A Pipeline is a collection of operators that are configured to work together to execute a medical imaging pipeline. Each step in a pipeline is an operator which is deployed as a container. Using the Pipeline Definition Language, users can define a multi-step pipeline as a sequence of tasks and capture the dependencies between tasks. For example, a pipeline could have the following operators connected in sequence: DICOM Reader Operator, AI Inference Operator and DICOM Writer Operator. During the execution of the pipeline, the Clara Platform engine will orchestrate feeding of requisite data to a specific operator in the pipeline. For this specific example, incoming DICOM images from a registered Data Source will be made available to the DICOM Reader operator. When the DICOM reader operator gets done with its execution, its output will be fed to the AI Inference Operator. Similarly, output from the AI Inference Operator will be provided to the DICOM Writer Operator. Finally, the output from the DICOM Writer Operator can be pushed to a PACS DICOM Storage service.
A Service is an abstraction which defines a mechanism to access a computational facility available in the Clara Platform. Operators defined in a Clara pipeline could make use of one or more services at run-time. For example: consider a stateless AI inference backend which is running with multiple replicas. Those replicas are fungible—an application which needs inference as a service does not care which backend it uses. While the actual orchestration nodes that compose the backend set may change, the frontend clients should not need to be aware of that, nor should they need to keep track of the set of backends themselves. The Service abstraction enables this decoupling. Service definitions include:
URI and Tag required to retrieve the service’s container.
Set of required resources (CPU, GPU, other) needed to run the service.
Indicator if the service is long-lived or to be recycled when the pipeline completes.
The type of connection supplied by the server, and therefore the connection info supplied to any operations requesting the service.

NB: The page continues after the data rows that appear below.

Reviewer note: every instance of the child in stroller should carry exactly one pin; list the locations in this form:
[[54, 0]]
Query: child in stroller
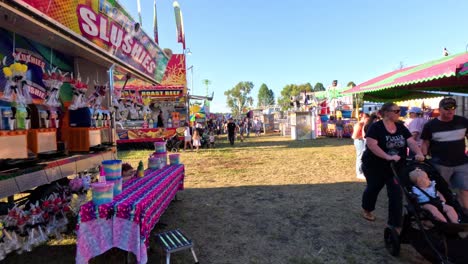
[[429, 198], [173, 143], [436, 240]]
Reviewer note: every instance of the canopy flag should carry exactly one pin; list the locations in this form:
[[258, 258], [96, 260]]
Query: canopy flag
[[449, 74]]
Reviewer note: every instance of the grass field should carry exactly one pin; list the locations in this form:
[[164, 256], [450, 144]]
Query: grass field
[[265, 200]]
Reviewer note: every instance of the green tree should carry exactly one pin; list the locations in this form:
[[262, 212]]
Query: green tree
[[292, 90], [239, 97], [265, 96], [319, 87]]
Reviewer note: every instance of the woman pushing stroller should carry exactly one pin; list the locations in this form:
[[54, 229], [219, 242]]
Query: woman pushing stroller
[[429, 198], [386, 141]]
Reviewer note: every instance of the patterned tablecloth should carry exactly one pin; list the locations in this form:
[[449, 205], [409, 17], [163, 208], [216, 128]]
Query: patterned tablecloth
[[127, 221]]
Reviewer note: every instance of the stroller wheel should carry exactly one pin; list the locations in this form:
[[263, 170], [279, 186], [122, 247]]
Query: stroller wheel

Human friendly name of the service.
Human friendly description of the service.
Once a pipeline is defined it can be published so that when appropriate data is sent to the Clara Deploy SDK, an instance of the Pipeline is instantiated as a Job and the incoming data is processed based on the configuration of the Pipeline. A Job is an instance of a Pipeline executed for a specific dataset.
Once a pipeline is published, there needs to be a mechanism to trigger it so that a job is created to process appropriate incoming data sent to the Clara Platform. The primary mode of triggering a pipeline and instantiating a job is performed via the DICOM Adapter component of the Clara Deploy SDK. In a typical scenario, images from an external DICOM Store SCU (such as a PACS) is sent to a specific Application Entity (AE) Title of the Clara DICOM Adapter. A Clara Application developer can configure so that an AE title is linked with a specific pipeline UID managed inside the Clara Platform. The end result is whenever data is sent to that AE title, the corresponding linked pipeline gets triggered and a job is created to process the incoming data.
A Data Sink acts as the destination point where final results from Clara pipelines are stored. Often output from a Clara pipeline is packaged in one or more DICOM objects and transferred to a PACS for further consumption by medical image processing applications and viewers. In this scenario, the DICOM Adapter component of the Clara Deploy SDK acts as a Service Class User (SCU) and the receiving PACS acts as a Service Class Provider (SCP).